Common cold could boost COVID-19 immunity, study finds

Common cold could boost COVID-19 immunity, study finds
UPI

Aug. 4 (UPI) — The common cold might help produce immunity against COVID-19, even in people who have not been infected with the new coronavirus, according to a study published Tuesday by the journal Science.

This immune response is likely a function of a phenomenon called “T cell memory,” the researchers said.

T cell memory could help explain why some people — those with T cells created to fight the common cold, which also is a type of coronavirus — don’t get as sick as others from COVID-19, they said.

“In this study, we provide conclusive evidence that preexisting immune memory can be derived from exposure to common cold coronaviruses,” study co-author Daniela Weiskopf told UPI.

“The results of the study also emphasize that T cells should be considered and measured, both in studies about COVID-19 and about [potential] vaccination,” said Weiskopf, assistant professor at the La Jolla Institute for Immunology’s Center for Infectious Disease and Vaccine Research.

T cell responses specific to COVID-19 have been observed in up to 50% of people who were not exposed to the virus, likely because of prior history with the common cold, which most people contract fairly regularly, a study published in June by the journal Cell found.

T cells, or white blood cells, are used by the immune system to fight infections, and it’s believed they retain information of pathogens that have invaded the body in the past — like the common cold — a process called “T cell memory,” according to Weiskopf and her colleagues.

Human cold coronaviruses share a partial sequence with the virus that causes COVID-19, the researchers of the Cell study said.

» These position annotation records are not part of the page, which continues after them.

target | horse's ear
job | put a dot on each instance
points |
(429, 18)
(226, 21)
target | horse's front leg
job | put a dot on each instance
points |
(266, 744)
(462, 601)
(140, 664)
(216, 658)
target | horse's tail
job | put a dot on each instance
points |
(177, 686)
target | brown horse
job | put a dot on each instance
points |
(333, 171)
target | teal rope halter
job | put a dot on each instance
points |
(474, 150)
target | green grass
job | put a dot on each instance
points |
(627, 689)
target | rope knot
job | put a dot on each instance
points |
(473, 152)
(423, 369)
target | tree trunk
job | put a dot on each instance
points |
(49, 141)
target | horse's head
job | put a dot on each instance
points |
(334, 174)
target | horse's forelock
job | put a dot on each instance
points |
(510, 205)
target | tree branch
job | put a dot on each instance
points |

For this study, Weiskopf and her colleagues screened blood samples collected in 2019 — before the pandemic struck the United States — for T cell responses to more than 100 COVID-19 peptides, or amino acids produced by the virus.

The collected samples had “a range” of T cells that offered protection against both COVID-19 and to the common cold.

The strongest T cell responses were associated with the COVID-19 spike protein, which is used by the virus to gain entry into human cells, the researchers said.

These findings are in “stark contrast” to results of studies on coronaviruses that cause the common cold in humans, in which antibodies are species-specific and do not cross-react against COVID-19, they said.

Unfortunately, while the T cells identified in this study could serve as the basis for a vaccine against the virus, they will not contribute to “herd immunity,” or widespread population immunity, Weiskopf said.

“There is still much to learn about how every one of us reacts to different infections, and how the different infection history shapes our reactions,” she said.

However, “we have demonstrated that T cells derived from exposure with common cold coronavirus can cross-react with [COVID-19 and] … are directly or indirectly involved in protection from disease or infection.”